Autorité, quand tu nous tiens

Depuis longtemps, les psychologues sociaux se sont demandé ce qui pouvait conduire un individu à se soumettre à une autorité. Dans les années 60, l'Américain Stanley Milgram en avait fait la démonstration dans une expérience devenue célèbre.

Le téléphone sonne dans un couloir d'hôpital.
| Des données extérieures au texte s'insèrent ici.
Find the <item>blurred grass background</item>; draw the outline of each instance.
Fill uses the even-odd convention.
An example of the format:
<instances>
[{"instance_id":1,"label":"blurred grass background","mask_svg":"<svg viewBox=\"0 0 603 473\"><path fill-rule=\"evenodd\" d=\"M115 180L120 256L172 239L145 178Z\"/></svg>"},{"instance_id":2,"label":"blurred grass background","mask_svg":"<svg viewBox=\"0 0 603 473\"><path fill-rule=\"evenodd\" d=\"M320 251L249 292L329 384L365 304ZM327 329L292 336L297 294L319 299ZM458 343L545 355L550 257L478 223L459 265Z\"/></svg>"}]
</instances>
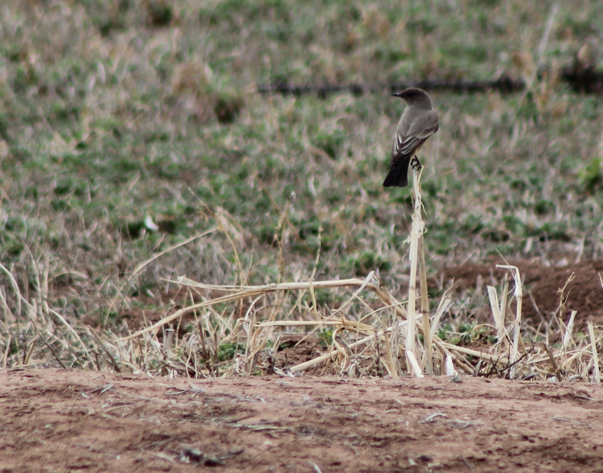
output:
<instances>
[{"instance_id":1,"label":"blurred grass background","mask_svg":"<svg viewBox=\"0 0 603 473\"><path fill-rule=\"evenodd\" d=\"M585 45L601 63L603 6L555 5L2 2L5 321L13 284L69 320L115 329L124 308L162 310L161 278L179 275L264 284L375 270L392 293L406 291L409 190L381 186L403 109L387 85L403 80L507 74L530 84L508 95L431 94L440 129L421 160L432 275L499 253L600 257L603 106L555 71ZM539 65L551 72L535 78ZM283 81L384 88L255 92Z\"/></svg>"}]
</instances>

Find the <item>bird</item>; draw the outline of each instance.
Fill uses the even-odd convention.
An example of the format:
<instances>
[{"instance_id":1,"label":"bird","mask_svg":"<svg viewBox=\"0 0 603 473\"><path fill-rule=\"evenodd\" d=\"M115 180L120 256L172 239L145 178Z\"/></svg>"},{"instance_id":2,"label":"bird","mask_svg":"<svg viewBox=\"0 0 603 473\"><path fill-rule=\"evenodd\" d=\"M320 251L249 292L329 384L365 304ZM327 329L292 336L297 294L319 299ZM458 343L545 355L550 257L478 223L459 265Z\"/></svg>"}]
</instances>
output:
<instances>
[{"instance_id":1,"label":"bird","mask_svg":"<svg viewBox=\"0 0 603 473\"><path fill-rule=\"evenodd\" d=\"M391 95L403 98L407 106L398 122L391 147L390 172L383 186L406 187L408 185L408 165L411 160L416 157L427 139L438 131L440 123L431 99L423 89L411 87Z\"/></svg>"}]
</instances>

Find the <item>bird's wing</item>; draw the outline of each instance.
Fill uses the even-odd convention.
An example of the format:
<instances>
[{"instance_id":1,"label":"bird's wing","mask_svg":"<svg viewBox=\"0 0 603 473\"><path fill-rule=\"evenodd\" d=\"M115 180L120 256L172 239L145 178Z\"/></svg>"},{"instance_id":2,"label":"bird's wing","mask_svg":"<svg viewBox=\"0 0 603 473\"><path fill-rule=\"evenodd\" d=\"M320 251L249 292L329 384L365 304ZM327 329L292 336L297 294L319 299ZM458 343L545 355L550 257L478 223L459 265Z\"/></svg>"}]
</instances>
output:
<instances>
[{"instance_id":1,"label":"bird's wing","mask_svg":"<svg viewBox=\"0 0 603 473\"><path fill-rule=\"evenodd\" d=\"M428 138L438 131L439 124L437 113L434 110L417 117L413 121L405 135L399 130L394 140L392 157L412 154Z\"/></svg>"}]
</instances>

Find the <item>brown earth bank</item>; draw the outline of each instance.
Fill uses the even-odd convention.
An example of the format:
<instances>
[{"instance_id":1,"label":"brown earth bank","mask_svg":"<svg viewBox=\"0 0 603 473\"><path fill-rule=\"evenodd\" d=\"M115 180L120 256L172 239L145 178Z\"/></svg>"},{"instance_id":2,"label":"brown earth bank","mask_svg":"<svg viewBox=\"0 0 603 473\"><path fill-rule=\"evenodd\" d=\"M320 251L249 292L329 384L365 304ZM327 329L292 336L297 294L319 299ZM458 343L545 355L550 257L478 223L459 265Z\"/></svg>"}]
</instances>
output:
<instances>
[{"instance_id":1,"label":"brown earth bank","mask_svg":"<svg viewBox=\"0 0 603 473\"><path fill-rule=\"evenodd\" d=\"M601 472L599 385L0 371L0 472Z\"/></svg>"},{"instance_id":2,"label":"brown earth bank","mask_svg":"<svg viewBox=\"0 0 603 473\"><path fill-rule=\"evenodd\" d=\"M486 285L500 285L505 273L513 281L508 270L496 268L504 264L500 259L485 264L466 263L442 270L437 279L446 283L453 279L457 291L475 289L483 293L487 300ZM524 302L522 314L536 325L550 323L552 317L560 313L563 300L564 313L577 311L576 321L580 329L587 320L603 325L603 287L600 275L603 275L603 261L584 260L577 263L554 266L538 260L512 260L509 264L519 268L523 287ZM511 292L514 283L511 282ZM560 290L564 289L563 292ZM563 294L563 297L562 297ZM487 303L484 310L489 311ZM514 310L514 306L513 307ZM489 314L489 312L488 312Z\"/></svg>"}]
</instances>

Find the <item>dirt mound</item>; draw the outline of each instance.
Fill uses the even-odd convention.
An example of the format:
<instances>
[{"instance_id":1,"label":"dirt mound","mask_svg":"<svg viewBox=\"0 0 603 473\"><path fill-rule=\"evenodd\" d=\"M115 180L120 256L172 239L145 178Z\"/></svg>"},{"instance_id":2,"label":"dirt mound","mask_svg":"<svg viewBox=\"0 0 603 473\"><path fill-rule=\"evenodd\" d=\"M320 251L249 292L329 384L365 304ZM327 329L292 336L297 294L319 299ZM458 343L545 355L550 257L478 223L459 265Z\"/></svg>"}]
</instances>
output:
<instances>
[{"instance_id":1,"label":"dirt mound","mask_svg":"<svg viewBox=\"0 0 603 473\"><path fill-rule=\"evenodd\" d=\"M594 472L603 456L603 391L584 384L48 369L0 386L2 472Z\"/></svg>"},{"instance_id":2,"label":"dirt mound","mask_svg":"<svg viewBox=\"0 0 603 473\"><path fill-rule=\"evenodd\" d=\"M545 266L535 261L516 260L510 264L517 266L521 274L524 288L524 317L534 319L537 323L550 320L559 310L559 290L566 287L573 274L573 279L563 292L565 313L576 311L576 320L581 328L589 320L603 325L603 288L599 277L599 274L603 275L603 261L585 261L557 267ZM440 271L438 278L444 282L454 278L458 291L470 288L483 290L485 300L487 301L486 285L493 285L499 289L505 272L508 272L496 268L496 264L493 262L452 266Z\"/></svg>"}]
</instances>

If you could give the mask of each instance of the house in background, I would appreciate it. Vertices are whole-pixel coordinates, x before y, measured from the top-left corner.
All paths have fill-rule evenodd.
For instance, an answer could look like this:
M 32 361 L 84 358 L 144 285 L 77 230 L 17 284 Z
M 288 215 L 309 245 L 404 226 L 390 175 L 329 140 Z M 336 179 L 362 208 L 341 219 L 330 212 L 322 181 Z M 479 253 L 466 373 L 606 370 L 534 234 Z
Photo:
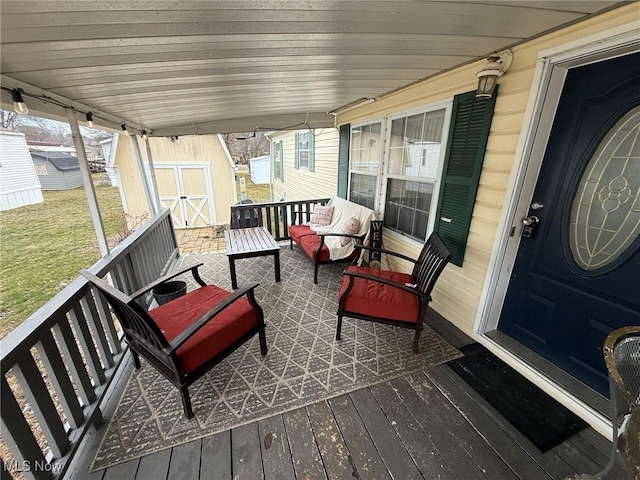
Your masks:
M 104 158 L 105 172 L 109 175 L 109 183 L 112 187 L 120 185 L 118 180 L 118 168 L 116 167 L 116 150 L 118 149 L 118 135 L 113 135 L 111 138 L 105 138 L 100 140 L 100 149 L 102 158 Z M 124 203 L 123 203 L 124 205 Z
M 271 157 L 263 155 L 249 160 L 251 181 L 256 185 L 271 183 Z
M 31 158 L 42 190 L 71 190 L 82 186 L 78 158 L 65 152 L 31 148 Z
M 148 142 L 161 208 L 171 211 L 174 227 L 229 223 L 231 205 L 237 201 L 235 164 L 222 136 L 151 137 Z M 143 143 L 140 143 L 140 150 L 149 175 L 149 161 Z M 117 169 L 125 213 L 132 218 L 148 214 L 149 207 L 145 193 L 140 189 L 140 169 L 131 140 L 126 137 L 114 140 L 111 151 L 115 152 L 113 168 Z
M 24 133 L 0 131 L 0 210 L 43 200 Z
M 305 200 L 336 195 L 338 130 L 281 131 L 269 135 L 273 200 Z
M 435 230 L 453 252 L 433 310 L 592 424 L 604 339 L 640 323 L 638 12 L 499 52 L 489 99 L 482 60 L 336 117 L 338 191 L 384 219 L 385 247 L 415 258 Z

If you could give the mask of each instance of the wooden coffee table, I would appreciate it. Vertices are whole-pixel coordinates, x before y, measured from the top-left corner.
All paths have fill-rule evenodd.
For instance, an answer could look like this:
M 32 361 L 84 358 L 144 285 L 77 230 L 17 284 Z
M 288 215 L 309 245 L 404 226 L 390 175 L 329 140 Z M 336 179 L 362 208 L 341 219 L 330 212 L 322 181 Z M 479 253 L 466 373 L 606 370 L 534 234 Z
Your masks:
M 273 255 L 276 282 L 280 281 L 280 246 L 269 230 L 264 227 L 225 230 L 224 240 L 229 258 L 229 270 L 231 271 L 231 286 L 234 290 L 238 288 L 235 263 L 238 258 Z

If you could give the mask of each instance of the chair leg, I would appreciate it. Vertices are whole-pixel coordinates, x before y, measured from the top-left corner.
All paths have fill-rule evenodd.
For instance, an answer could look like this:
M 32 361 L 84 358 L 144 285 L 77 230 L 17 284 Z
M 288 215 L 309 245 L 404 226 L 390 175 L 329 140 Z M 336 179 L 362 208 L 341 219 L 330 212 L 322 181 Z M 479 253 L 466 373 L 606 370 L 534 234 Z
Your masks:
M 422 330 L 416 330 L 416 333 L 413 335 L 413 353 L 420 353 L 420 347 L 418 346 L 420 342 L 420 333 Z
M 258 338 L 260 339 L 260 353 L 264 357 L 267 354 L 267 335 L 264 333 L 264 328 L 258 332 Z
M 182 397 L 182 408 L 187 418 L 193 418 L 193 409 L 191 408 L 191 397 L 189 397 L 189 389 L 187 387 L 180 388 L 180 396 Z
M 136 367 L 136 370 L 140 370 L 140 355 L 131 350 L 131 355 L 133 355 L 133 365 Z

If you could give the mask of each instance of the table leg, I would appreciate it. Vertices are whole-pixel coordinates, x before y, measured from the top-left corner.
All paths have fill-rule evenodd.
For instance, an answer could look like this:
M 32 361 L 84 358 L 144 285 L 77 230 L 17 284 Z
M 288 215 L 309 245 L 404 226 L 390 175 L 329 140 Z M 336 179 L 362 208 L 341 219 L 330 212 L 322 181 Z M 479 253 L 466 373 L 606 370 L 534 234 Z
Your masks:
M 234 290 L 238 288 L 238 281 L 236 280 L 236 259 L 229 257 L 229 271 L 231 272 L 231 288 Z
M 280 281 L 280 250 L 273 255 L 273 266 L 276 271 L 276 282 Z

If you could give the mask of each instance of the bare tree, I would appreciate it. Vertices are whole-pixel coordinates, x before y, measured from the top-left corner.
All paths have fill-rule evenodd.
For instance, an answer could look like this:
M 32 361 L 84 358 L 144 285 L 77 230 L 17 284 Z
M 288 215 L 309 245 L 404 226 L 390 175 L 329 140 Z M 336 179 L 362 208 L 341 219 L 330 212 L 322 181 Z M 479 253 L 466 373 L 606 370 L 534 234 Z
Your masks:
M 228 133 L 223 135 L 231 156 L 238 164 L 269 155 L 269 139 L 262 132 Z

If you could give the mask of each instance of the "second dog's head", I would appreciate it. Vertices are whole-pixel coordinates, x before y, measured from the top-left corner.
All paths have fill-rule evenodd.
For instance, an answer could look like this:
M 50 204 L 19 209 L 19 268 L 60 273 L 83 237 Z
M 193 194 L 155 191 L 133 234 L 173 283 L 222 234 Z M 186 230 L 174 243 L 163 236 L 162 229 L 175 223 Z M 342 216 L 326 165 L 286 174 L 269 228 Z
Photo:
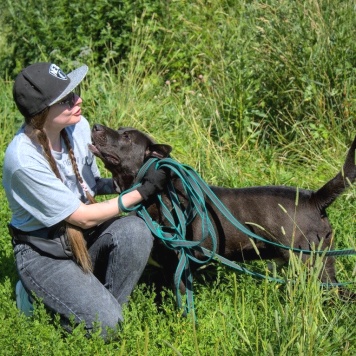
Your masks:
M 157 144 L 150 136 L 132 127 L 113 130 L 95 124 L 91 139 L 90 151 L 112 173 L 119 193 L 131 187 L 147 158 L 165 158 L 172 151 L 171 146 Z

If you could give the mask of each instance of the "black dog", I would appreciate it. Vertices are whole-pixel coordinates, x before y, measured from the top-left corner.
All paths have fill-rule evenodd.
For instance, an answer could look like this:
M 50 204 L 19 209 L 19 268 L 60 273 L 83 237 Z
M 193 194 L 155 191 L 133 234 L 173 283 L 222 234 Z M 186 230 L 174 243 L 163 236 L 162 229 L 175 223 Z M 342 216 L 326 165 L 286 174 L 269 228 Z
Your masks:
M 169 156 L 171 147 L 156 144 L 148 135 L 133 128 L 119 128 L 117 131 L 102 125 L 94 125 L 90 150 L 99 157 L 112 173 L 117 191 L 128 189 L 148 157 L 164 158 Z M 250 231 L 267 240 L 295 248 L 318 250 L 327 247 L 333 249 L 332 228 L 328 221 L 326 208 L 356 178 L 355 165 L 356 137 L 347 154 L 343 169 L 333 179 L 316 192 L 284 186 L 261 186 L 241 189 L 210 187 L 216 196 L 226 205 L 231 213 Z M 180 180 L 172 178 L 180 194 L 181 204 L 186 203 Z M 296 204 L 297 202 L 297 204 Z M 149 204 L 150 215 L 156 221 L 164 223 L 157 202 Z M 169 203 L 168 203 L 169 204 Z M 233 261 L 246 261 L 256 258 L 282 259 L 287 262 L 289 251 L 256 242 L 259 255 L 250 239 L 234 228 L 216 209 L 207 203 L 210 218 L 217 233 L 217 253 Z M 200 222 L 196 218 L 187 227 L 187 240 L 201 238 Z M 204 246 L 210 248 L 210 242 Z M 157 247 L 158 245 L 158 247 Z M 153 249 L 153 258 L 163 266 L 162 272 L 172 277 L 177 256 L 172 250 Z M 161 246 L 162 247 L 162 246 Z M 306 260 L 308 256 L 304 256 Z M 337 283 L 334 257 L 325 258 L 323 282 Z M 169 278 L 169 277 L 168 277 Z

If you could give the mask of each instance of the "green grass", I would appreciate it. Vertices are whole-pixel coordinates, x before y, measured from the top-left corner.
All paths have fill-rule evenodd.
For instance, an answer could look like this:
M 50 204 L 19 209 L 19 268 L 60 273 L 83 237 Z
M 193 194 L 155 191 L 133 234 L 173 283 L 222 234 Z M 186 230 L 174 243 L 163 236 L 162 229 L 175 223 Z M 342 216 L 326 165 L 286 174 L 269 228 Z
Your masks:
M 340 170 L 356 133 L 355 70 L 342 68 L 354 50 L 343 37 L 354 29 L 354 16 L 345 15 L 352 2 L 331 6 L 326 1 L 321 11 L 317 1 L 305 7 L 289 1 L 271 1 L 271 6 L 240 1 L 239 16 L 228 3 L 217 0 L 205 6 L 195 1 L 181 8 L 180 15 L 172 13 L 176 30 L 166 29 L 172 37 L 165 38 L 172 56 L 166 53 L 164 61 L 157 53 L 153 64 L 144 58 L 152 49 L 151 29 L 136 24 L 129 66 L 118 64 L 113 72 L 90 67 L 83 87 L 83 113 L 92 124 L 135 126 L 158 142 L 171 144 L 173 157 L 194 167 L 211 184 L 317 189 Z M 178 2 L 171 4 L 172 11 L 179 7 Z M 345 15 L 343 21 L 338 14 Z M 280 18 L 285 21 L 277 21 Z M 194 32 L 198 25 L 210 31 Z M 334 47 L 327 42 L 328 31 L 333 32 Z M 201 43 L 192 46 L 198 33 Z M 204 47 L 206 39 L 212 42 Z M 202 55 L 196 57 L 193 50 Z M 198 69 L 190 68 L 193 74 L 187 80 L 177 76 L 166 83 L 167 70 L 179 69 L 179 63 L 186 68 L 188 54 L 204 81 L 198 81 Z M 178 57 L 181 62 L 170 67 Z M 333 69 L 344 79 L 338 81 Z M 11 88 L 11 80 L 0 81 L 1 167 L 5 148 L 21 124 Z M 343 303 L 334 290 L 319 288 L 319 262 L 308 275 L 296 259 L 277 269 L 278 275 L 293 280 L 287 285 L 235 274 L 222 266 L 204 268 L 194 279 L 198 324 L 181 315 L 169 290 L 158 307 L 153 287 L 144 281 L 135 289 L 122 330 L 111 343 L 96 334 L 87 339 L 82 327 L 64 334 L 59 321 L 52 321 L 41 304 L 32 318 L 26 318 L 15 306 L 17 275 L 3 189 L 0 197 L 1 355 L 356 353 L 356 303 Z M 328 209 L 336 248 L 356 248 L 355 200 L 353 186 Z M 257 261 L 250 267 L 266 271 L 267 264 Z M 354 257 L 338 258 L 336 268 L 341 281 L 355 282 Z

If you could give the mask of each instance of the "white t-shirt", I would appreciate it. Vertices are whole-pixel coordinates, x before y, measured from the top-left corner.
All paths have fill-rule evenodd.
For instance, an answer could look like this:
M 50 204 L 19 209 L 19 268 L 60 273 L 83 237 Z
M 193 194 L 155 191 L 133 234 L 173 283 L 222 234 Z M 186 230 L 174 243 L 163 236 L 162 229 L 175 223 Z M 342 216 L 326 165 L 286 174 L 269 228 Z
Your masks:
M 88 149 L 91 130 L 81 120 L 66 128 L 79 172 L 94 196 L 100 173 L 94 155 Z M 67 218 L 86 197 L 62 142 L 62 152 L 52 151 L 62 181 L 56 177 L 39 145 L 34 145 L 22 127 L 9 144 L 3 167 L 3 186 L 12 211 L 11 224 L 22 231 L 49 227 Z

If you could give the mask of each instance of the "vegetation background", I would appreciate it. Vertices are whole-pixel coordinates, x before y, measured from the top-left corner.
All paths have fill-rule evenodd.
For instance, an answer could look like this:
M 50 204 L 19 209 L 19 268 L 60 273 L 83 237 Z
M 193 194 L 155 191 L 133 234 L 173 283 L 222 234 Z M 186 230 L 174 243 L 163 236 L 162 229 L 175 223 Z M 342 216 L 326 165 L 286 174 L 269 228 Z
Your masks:
M 0 165 L 22 123 L 12 101 L 19 70 L 85 63 L 91 123 L 135 126 L 174 147 L 211 183 L 317 189 L 355 136 L 356 7 L 352 0 L 0 0 Z M 107 172 L 103 171 L 103 175 Z M 293 259 L 278 285 L 215 266 L 195 277 L 198 325 L 171 291 L 154 303 L 140 283 L 116 341 L 64 335 L 39 304 L 26 318 L 1 194 L 1 355 L 351 355 L 355 303 L 321 290 Z M 355 248 L 355 187 L 329 209 L 337 248 Z M 257 261 L 252 268 L 267 271 Z M 355 281 L 353 257 L 337 260 Z M 267 273 L 267 272 L 266 272 Z

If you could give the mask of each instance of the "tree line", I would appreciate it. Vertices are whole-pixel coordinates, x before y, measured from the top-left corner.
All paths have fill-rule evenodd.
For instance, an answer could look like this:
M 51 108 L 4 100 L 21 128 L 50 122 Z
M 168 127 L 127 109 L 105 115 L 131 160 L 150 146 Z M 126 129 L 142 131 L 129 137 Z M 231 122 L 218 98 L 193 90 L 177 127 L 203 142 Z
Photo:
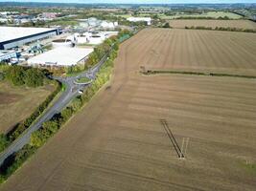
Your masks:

L'infirmière de garde décroche, et un homme, qu'elle ne connaît pas, se présente comme le Docteur Machin. Il lui demande d'administrer à l'un de ses patients un médicament, à une dose qu'elle sait trop élevée. Malgré tout, elle s'apprête à suivre cette demande. Cette histoire n'est pas fictive. Des chercheurs en psychologie sociale ont utilisé cette situation afin d'examiner le poids de l'autorité sur une décision. Lors de cette expérience, 95 % des infirmières se sont préparées à administrer ce produit nocif. Le titre de médecin donnait à leur interlocuteur une autorité suffisante pour influencer leur décision.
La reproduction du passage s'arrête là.